The cracks which existed within the Orange alliance of 2004 were papered over prior to both the March 2006 parliamentary elections and last year’s September snap vote. On each occasion it has been Tymoshenko who has triumphed and then been asked to make concessions. Yushchenko, meanwhile, has twice followed up Orange success at the polls by attempting to undermine his erstwhile ally and pursue a broad coalition with elements from the Party of Regions. This is presumably due to the sense of panic generated by Tymoshenko’s continually soaring popularity ratings and genuine nationwide appeal, both of which have proven beyond the grasp of Yushchenko. It also reflects an undemocratic outlook that is totally at odds with the President’s publicly stated position.
A desperate plot
Attempts to broker post-election deals with his primary campaign rivals have already severely undermined Yushchenko’s credentials as the father of Ukrainian democracy. The latest scheme, according to government sources, involves persuading members of his Our Ukraine party to ditch the Orange coalition and vote against the Tymoshenko government. Speculation is mounting that we will witness this plot put into motion some time in the coming month. Yushchenko’s presidential chief of staff Vitkor Baloha has so far taken the public lead by creating a breakaway faction within Our Ukraine, but the strategy bares all the hallmarks of the backroom dealings with which Yushchenko’s presidency has become synonymous.
The Baloha breakaway strategy is a plan that flies in the face of the promises made during the September 2007 election campaign, and one that has little chance of achieving even limited, short-term success.
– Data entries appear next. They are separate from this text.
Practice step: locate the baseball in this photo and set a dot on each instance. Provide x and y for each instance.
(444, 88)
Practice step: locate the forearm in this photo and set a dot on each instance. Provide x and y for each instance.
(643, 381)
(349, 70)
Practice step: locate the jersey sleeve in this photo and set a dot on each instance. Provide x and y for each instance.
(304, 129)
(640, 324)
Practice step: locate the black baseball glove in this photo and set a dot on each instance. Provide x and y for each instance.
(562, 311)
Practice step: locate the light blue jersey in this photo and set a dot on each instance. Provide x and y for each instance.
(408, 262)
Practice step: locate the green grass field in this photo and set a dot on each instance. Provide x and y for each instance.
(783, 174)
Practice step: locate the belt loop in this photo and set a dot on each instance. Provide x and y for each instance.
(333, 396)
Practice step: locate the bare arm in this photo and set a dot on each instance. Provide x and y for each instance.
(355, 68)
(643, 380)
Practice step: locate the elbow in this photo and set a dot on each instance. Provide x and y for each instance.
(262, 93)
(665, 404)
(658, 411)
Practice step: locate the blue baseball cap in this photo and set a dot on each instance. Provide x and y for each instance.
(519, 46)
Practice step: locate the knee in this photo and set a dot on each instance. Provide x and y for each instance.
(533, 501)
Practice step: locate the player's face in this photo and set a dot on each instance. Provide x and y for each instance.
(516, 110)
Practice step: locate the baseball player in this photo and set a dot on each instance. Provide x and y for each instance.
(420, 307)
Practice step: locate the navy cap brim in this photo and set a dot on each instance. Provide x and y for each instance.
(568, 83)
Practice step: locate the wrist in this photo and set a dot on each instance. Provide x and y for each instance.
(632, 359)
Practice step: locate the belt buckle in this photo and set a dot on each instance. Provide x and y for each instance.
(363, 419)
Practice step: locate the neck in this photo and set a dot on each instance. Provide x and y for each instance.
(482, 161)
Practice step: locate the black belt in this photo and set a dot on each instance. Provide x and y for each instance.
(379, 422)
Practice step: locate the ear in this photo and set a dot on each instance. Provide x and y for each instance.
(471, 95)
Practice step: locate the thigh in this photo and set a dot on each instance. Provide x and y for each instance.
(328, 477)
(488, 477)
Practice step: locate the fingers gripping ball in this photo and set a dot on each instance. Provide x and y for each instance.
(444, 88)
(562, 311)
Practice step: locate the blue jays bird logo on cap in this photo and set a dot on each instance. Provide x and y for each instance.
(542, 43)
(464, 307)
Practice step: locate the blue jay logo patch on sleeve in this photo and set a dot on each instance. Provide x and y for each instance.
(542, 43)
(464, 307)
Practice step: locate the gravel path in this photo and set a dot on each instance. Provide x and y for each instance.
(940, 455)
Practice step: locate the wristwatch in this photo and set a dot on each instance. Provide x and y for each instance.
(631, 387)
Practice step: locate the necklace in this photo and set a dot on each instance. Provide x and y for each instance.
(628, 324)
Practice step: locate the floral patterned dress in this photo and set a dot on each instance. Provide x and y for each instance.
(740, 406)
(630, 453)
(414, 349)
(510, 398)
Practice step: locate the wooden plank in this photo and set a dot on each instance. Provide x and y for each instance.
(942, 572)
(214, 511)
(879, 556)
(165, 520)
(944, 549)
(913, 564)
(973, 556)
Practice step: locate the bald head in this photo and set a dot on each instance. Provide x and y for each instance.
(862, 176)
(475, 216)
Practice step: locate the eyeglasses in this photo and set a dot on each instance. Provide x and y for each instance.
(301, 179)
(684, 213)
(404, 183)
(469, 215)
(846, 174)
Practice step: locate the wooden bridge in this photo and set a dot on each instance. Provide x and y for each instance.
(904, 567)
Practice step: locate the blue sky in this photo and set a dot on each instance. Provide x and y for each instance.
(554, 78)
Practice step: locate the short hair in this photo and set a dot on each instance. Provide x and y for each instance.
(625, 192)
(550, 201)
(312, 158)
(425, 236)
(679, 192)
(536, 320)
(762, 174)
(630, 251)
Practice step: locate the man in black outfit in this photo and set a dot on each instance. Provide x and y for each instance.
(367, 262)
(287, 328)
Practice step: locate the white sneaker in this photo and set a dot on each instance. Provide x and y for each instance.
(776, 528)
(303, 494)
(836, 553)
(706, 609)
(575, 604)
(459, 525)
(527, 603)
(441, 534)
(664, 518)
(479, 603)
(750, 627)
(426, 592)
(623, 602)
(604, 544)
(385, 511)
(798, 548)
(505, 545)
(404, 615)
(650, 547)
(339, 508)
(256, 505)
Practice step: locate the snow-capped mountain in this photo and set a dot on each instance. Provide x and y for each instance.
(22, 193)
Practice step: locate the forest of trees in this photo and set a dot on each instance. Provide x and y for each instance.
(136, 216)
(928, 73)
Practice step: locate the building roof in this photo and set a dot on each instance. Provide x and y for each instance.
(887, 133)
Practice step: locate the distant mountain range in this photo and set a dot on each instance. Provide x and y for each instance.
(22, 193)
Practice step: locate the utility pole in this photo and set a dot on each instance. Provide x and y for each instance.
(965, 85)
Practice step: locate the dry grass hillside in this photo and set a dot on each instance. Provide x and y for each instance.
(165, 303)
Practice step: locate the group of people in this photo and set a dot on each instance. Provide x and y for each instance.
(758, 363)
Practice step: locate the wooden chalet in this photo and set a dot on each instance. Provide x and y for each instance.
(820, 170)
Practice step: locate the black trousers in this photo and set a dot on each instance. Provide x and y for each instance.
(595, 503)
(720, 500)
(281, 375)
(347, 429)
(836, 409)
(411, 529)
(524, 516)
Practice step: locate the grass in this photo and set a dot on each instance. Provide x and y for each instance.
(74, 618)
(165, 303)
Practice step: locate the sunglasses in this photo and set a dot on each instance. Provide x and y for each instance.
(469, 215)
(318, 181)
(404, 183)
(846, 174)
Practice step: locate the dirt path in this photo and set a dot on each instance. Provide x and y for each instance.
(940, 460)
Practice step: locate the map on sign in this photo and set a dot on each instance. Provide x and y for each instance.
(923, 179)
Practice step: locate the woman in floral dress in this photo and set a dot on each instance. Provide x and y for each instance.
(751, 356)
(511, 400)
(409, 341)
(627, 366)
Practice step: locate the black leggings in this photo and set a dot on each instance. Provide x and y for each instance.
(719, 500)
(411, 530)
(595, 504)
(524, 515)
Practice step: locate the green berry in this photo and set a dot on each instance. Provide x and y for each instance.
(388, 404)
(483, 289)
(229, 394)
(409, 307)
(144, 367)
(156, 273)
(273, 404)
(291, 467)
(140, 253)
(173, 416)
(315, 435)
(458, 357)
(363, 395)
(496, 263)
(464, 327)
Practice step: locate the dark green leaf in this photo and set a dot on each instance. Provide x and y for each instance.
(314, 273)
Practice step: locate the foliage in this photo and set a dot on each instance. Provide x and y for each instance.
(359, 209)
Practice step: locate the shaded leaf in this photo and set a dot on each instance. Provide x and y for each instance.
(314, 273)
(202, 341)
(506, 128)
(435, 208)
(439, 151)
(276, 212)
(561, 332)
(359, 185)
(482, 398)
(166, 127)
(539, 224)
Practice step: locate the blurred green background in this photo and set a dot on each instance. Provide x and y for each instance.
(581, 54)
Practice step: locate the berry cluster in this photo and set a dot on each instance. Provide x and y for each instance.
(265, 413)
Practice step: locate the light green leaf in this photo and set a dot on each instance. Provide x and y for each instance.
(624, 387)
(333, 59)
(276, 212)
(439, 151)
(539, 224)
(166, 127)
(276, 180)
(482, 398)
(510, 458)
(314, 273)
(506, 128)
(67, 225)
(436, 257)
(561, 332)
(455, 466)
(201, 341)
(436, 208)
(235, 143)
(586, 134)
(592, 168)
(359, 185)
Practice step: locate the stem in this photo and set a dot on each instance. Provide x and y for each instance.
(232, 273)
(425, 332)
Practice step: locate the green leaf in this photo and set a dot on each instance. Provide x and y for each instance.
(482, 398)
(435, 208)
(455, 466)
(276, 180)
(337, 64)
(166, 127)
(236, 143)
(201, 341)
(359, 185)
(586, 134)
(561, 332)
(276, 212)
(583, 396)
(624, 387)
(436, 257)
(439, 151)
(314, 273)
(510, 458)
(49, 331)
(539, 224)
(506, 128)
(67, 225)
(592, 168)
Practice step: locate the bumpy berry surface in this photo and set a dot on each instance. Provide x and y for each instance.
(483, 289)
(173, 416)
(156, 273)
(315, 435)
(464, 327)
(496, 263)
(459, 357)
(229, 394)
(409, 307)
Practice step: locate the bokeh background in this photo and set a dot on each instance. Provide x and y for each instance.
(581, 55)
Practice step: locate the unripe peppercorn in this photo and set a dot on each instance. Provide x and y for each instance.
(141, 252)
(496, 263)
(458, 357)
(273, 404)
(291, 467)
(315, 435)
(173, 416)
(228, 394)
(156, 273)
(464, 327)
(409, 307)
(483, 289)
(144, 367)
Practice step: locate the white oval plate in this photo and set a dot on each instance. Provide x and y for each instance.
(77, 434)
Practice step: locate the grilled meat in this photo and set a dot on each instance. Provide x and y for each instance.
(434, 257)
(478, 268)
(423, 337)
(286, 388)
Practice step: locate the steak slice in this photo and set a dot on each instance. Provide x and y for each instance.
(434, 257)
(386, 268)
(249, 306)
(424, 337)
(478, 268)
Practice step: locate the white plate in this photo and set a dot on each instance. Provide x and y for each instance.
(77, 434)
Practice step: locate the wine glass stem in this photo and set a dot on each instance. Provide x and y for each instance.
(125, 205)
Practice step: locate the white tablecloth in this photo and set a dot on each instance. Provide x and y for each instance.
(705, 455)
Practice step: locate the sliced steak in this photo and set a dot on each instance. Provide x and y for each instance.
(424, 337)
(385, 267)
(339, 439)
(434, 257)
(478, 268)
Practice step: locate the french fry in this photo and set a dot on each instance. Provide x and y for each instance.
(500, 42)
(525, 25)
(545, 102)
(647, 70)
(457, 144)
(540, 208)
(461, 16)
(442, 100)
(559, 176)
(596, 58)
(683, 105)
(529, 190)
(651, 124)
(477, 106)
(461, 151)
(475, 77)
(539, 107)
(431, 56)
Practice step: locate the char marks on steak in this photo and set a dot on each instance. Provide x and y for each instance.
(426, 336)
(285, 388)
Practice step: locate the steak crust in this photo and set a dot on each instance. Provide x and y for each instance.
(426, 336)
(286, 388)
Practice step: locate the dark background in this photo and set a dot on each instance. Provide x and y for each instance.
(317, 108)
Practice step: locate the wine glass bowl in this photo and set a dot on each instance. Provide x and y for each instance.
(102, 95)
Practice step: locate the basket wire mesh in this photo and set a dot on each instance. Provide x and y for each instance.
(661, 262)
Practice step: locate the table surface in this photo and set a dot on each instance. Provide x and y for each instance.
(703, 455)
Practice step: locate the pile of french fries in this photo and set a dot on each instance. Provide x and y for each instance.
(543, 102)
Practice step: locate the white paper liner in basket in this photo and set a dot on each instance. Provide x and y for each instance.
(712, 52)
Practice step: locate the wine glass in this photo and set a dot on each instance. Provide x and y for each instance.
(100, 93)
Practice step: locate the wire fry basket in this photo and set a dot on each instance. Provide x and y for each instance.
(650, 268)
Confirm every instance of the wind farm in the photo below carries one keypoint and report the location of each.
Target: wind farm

Eventually Yushchenko would be forced to go to the polls, and any new election would surely bring Yulia Tymoshenko a landslide victory. Such is her commanding position that only Tymoshenko’s physical removal could now prevent her from triumphing if she is forced to campaign once more, a position of strength which must be apparent to all parties. It is little wonder, therefore, that the PM has been so uncharacteristically restrained when confronted by the tirades of presidential criticism to which she has been subjected in recent months. She is literally scoring points just by soaking up the abuse.
Too late make peace?
Ultimately, the only way Yushchenko could conceivably hope to be re-elected in 2009 would be with the public backing of Tymoshenko herself. The fact that he appears intent on provoking an outright confrontation would suggest that he has long since lost touch with political realities. There is much circumstantial evidence to suggest that this is indeed the case. Government insiders have told me on numerous occasions that access to the President is controlled by a small group of advisers who are using his office to pursue their own ambitions. He is, in other words, being manipulated. This is an all too familiar excuse and one that echoes the old, old adage of the Good Tsar who would rid the empire of all injustice if only he could, but who is consistently undermined by corrupt underlings.
Personally I do not think that Yushchenko is any more cut off from reality than he himself wishes to be. He is simply be stuck in the past, trapped in the Kuchma-era mentality that he himself was so instrumental in driving out of the Ukrainian political arena. As a result Yushchenko may soon find that history has passed him by. If that proves to be the case, he will only have himself to blame.